Volume: 23, Issue: 14 - 07/31/2025
The two cases in this issue, each involving attempts to settle payment disputes, illustrate some of the pitfalls in administering the process.
In the first, a subcontractor was attempting to obtain final payment, but the prime contractor said the sub had not complied with a condition precedent to payment. The prime later offered to release payment without the precondition. The sub argued the condition had been waived. Meanwhile, the prime contractor said it had merely been an offer in compromise that, when not accepted by the sub, became nonbinding and inadmissible.
In the second, a project owner refused to pay a trade contractor for what the owner deemed deficient work. The contractor filed a mechanic’s lien on the property, and the owner argued the meritless lien prevented the owner from converting its costly construction loan into a long-term mortgage loan. The owner sued the contractor for slander of title.
A prime contractor did not waive a contractual requirement for waiver and release paperwork from its subcontractor despite offering to release final payment without the waivers.
A contractor filed a mechanic’s lien knowing the lien amount exceeded the value of the work performed and would prevent the property owner from converting its construction loan into a long-term mortgage loan. The contractor was liable for slander of title.
Volume: 23, Issue: 13 - 07/17/2025
A party to a construction contract can waive a right by acting in a manner inconsistent with the enforcement of that right. A party can also waive a right by failing to follow contractual requirements for the enforcement of that right. A municipal project owner in Pennsylvania did both.
The owner encouraged a contractor to continue work past the completion deadline and made no mention of assessing the liquidated damages stipulated in the contract. The owner paid the contractor for the continued work with no set-off for liquidated damages. And, the owner failed to comply with the AIA General Conditions that required it to give the contractor written notice of a claim for liquidated damages within 21 days of the initial delay.
The second case in this issue called for the Federal Circuit to review the sufficiency of a contractor claim for constructive acceleration of the work schedule. The contractor failed to prove excusable delay on the schedule’s critical path. The government’s grant of a time extension and partial remission of liquidated damages was not evidence of government fault.
The third case involved compliance with the statutory requirement that an agreement to arbitrate be in writing. When a written contract form was unsigned by either party, did that comply?
A project owner waived its right to liquidated damages by encouraging the contractor to work beyond the schedule’s deadline with no mention of liquidated damages. The owner made progress payments without offsetting liquidated damages and did not assert its claim until after the contractor had completed its work.

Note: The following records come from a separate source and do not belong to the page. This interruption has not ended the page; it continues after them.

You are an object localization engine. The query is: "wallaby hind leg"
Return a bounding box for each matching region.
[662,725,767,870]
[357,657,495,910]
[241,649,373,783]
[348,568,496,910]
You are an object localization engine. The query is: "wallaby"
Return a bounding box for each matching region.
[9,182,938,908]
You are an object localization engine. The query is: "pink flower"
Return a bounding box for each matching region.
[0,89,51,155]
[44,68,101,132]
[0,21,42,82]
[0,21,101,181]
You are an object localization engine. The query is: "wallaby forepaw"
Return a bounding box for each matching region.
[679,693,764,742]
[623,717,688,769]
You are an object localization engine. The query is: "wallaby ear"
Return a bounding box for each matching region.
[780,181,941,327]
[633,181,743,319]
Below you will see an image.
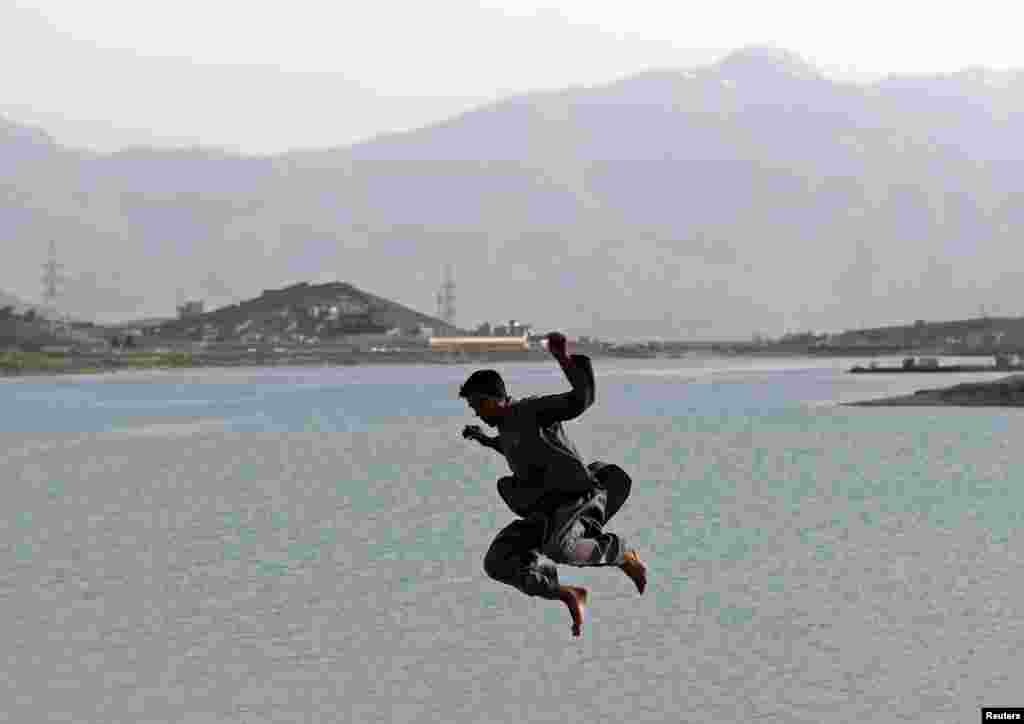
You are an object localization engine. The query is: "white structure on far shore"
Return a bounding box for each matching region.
[430,335,529,352]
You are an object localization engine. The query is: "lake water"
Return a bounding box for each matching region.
[0,357,1024,724]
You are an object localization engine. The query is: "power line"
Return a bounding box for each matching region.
[437,264,455,327]
[43,240,63,310]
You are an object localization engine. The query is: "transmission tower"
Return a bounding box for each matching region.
[43,240,63,313]
[437,264,455,327]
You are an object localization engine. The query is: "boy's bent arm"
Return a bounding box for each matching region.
[479,435,505,456]
[521,354,597,425]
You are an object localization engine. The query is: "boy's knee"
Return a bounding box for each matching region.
[483,548,508,581]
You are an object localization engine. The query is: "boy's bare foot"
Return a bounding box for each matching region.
[558,586,590,637]
[618,550,647,595]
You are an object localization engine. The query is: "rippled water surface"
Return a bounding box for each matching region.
[0,357,1024,724]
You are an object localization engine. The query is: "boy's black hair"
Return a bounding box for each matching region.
[459,370,508,399]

A contracting officer’s grant of a time extension and partial release of liquidated damages did not establish excusable delay on the schedule’s critical path. The contractor failed to meet its burden of proof regarding constructive acceleration of the work.
A state arbitration statute required a written agreement to arbitrate but said nothing about a signed agreement. An Illinois appellate court, persuaded by federal precedent, held that an unsigned written agreement was sufficient.

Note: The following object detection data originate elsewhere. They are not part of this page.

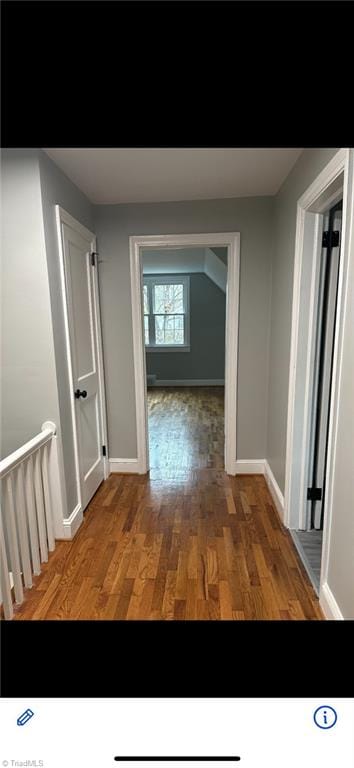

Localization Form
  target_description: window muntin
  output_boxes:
[144,275,189,350]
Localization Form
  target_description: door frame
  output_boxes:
[284,149,354,599]
[55,205,109,515]
[129,232,240,475]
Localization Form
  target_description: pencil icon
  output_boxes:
[17,709,34,725]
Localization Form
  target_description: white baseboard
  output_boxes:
[264,459,284,521]
[235,459,264,475]
[63,504,84,539]
[148,379,225,387]
[320,581,344,620]
[109,459,145,475]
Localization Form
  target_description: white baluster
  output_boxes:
[42,443,55,552]
[5,474,23,603]
[24,456,41,575]
[0,510,14,619]
[34,450,48,563]
[14,464,32,587]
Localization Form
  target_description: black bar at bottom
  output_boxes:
[114,755,241,763]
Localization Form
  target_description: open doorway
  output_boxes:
[141,246,227,479]
[130,232,240,475]
[293,200,343,593]
[284,150,351,618]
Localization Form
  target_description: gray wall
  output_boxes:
[94,197,273,459]
[1,149,59,457]
[266,149,337,493]
[39,152,94,516]
[146,273,226,379]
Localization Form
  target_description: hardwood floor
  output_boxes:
[148,387,224,478]
[11,387,323,620]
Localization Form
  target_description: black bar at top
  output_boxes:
[114,755,241,763]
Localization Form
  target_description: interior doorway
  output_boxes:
[284,150,352,618]
[294,200,343,593]
[141,247,227,480]
[130,233,240,475]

Volume: 23, Issue: 12 - 06/30/2025
This article reviews three recent legal decisions addressing construction delays and the enforceability of related contract provisions, including no-damages-for-delay clauses and liquidated damages. The cases highlight how courts interpret delay risks in subcontracting, allocate responsibility in concurrent delay scenarios, and allow dual recovery of disincentives and liquidated damages under federal contracts. Together, the rulings offer important guidance for both owners and contractors on drafting and enforcing delay-related terms in construction agreements.

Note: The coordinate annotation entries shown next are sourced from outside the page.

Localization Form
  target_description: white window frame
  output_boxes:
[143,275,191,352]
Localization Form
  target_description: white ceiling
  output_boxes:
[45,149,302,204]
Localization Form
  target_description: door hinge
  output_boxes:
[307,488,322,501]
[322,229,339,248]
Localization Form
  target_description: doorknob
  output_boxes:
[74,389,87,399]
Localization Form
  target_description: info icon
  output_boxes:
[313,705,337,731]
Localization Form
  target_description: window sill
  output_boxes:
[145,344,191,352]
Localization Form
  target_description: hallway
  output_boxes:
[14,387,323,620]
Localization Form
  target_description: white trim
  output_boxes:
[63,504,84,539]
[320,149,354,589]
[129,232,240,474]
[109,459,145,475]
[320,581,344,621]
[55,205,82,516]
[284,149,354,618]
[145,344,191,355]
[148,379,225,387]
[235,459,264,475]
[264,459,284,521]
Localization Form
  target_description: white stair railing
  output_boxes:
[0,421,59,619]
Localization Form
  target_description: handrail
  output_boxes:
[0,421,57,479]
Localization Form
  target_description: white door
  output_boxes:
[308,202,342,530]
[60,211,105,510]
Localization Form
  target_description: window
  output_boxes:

Both cases in this issue involve the reasonableness of a period of delay. They arise regarding an owner suspension of the work and an exception to the enforceability of a no-damages-for-delay clause.
The federal Suspension of Work clause gives the government the right to suspend work for a “reasonable duration” without any additional compensation to the contractor. Even when a suspension order was clearly justified and expressly contemplated by the contract, the question remained on whether the suspension’s duration became unreasonable.
A well-recognized exception to the enforceability of a no-damages-for-delay clause is delay not contemplated by the parties. Even though delay damages were broadly and effectively disclaimed, the question arose on whether a one-year delay in notice-to-proceed was so unreasonable that it was beyond contemplation.
To the extent government suspensions of work had been consented to by the contractor or clearly contemplated by the terms of the contract, suspensions could not be considered unreasonable and therefore were not compensable.